Failed asylum seeker returns to Nigeria
Isa Muazu, who was said to be seriously ill after refusing food for about 100 days, has been returned to Nigeria, immigration minister Mark Harper said.
The 45-year-old had been detained since July after he was found to have overstayed his leave by five-and-a-half years.
Harper said halting Muazu's removal because of his hunger strike would "provide a dangerous incentive for others to follow suit".
He said: "Today, Mr Muazu, a failed asylum seeker from Nigeria, has been successfully returned. While we rarely comment on individual cases, in this instance we believe it is in the public interest to know the facts about the case, why he was returned and what we are doing to ensure his welfare. At times we need to make difficult decisions to maintain the integrity and fairness of our immigration system.
"Mr Muazu arrived in the UK as a visitor for six months. He overstayed his leave for five-and-a-half years before claiming asylum in July of this year.
"We consider every claim for asylum on its individual merits and he was not found to have a genuine need of protection.

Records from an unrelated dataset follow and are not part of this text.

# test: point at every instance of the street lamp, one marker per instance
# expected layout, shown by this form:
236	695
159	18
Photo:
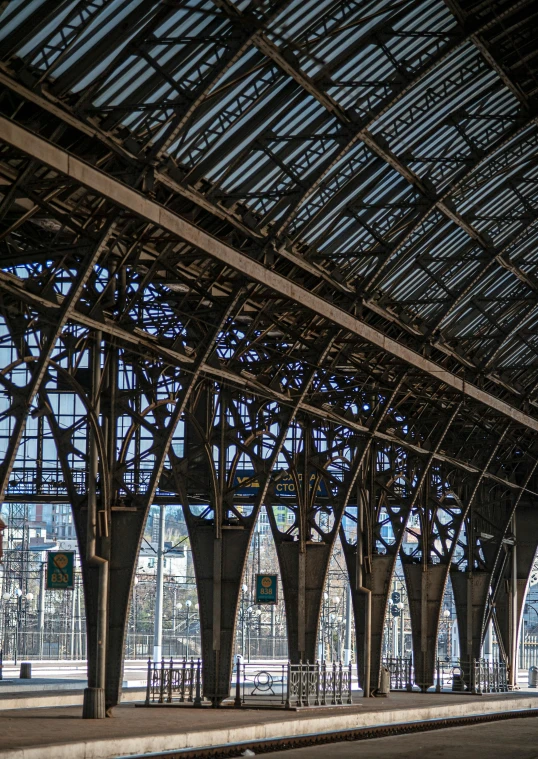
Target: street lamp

This was a decision that was supported by the courts.
"Mr Muazu was found to have no right to be in the UK and so the Home Office began the complex process of removing him.
"Halting the removal of Mr Muazu because of his protest would undermine our asylum and immigration system – and provide a dangerous incentive for others to follow suit.
"The health of those in our care is something we take very seriously and all detainees including Mr Muazu have access to healthcare provision.
"At every stage, the government has offered appropriate assistance to him and has also facilitated his transport to a hospital in Nigeria where the cost of an assessment will be covered."
Muazu – who despite being 1.8 metres (5ft 11in at one time weighed just 58kg (8st) – claimed he faced persecution from the militant Islamic group Boko Haram if he was to return to Nigeria, but has lost a series of legal challenges.
He said he came to the UK for a better life, and would rather die than face removal.
Earlier this month, a chartered deportation flight carrying Muazu was turned back. This prompted his lawyers to launch another attempt to appeal against the decision to remove him, but this was again unsuccessful.
Toufique Hossain, public law and immigration law director at Duncan Lewis Solicitors, who represented Muazu, said the firm was extremely disappointed.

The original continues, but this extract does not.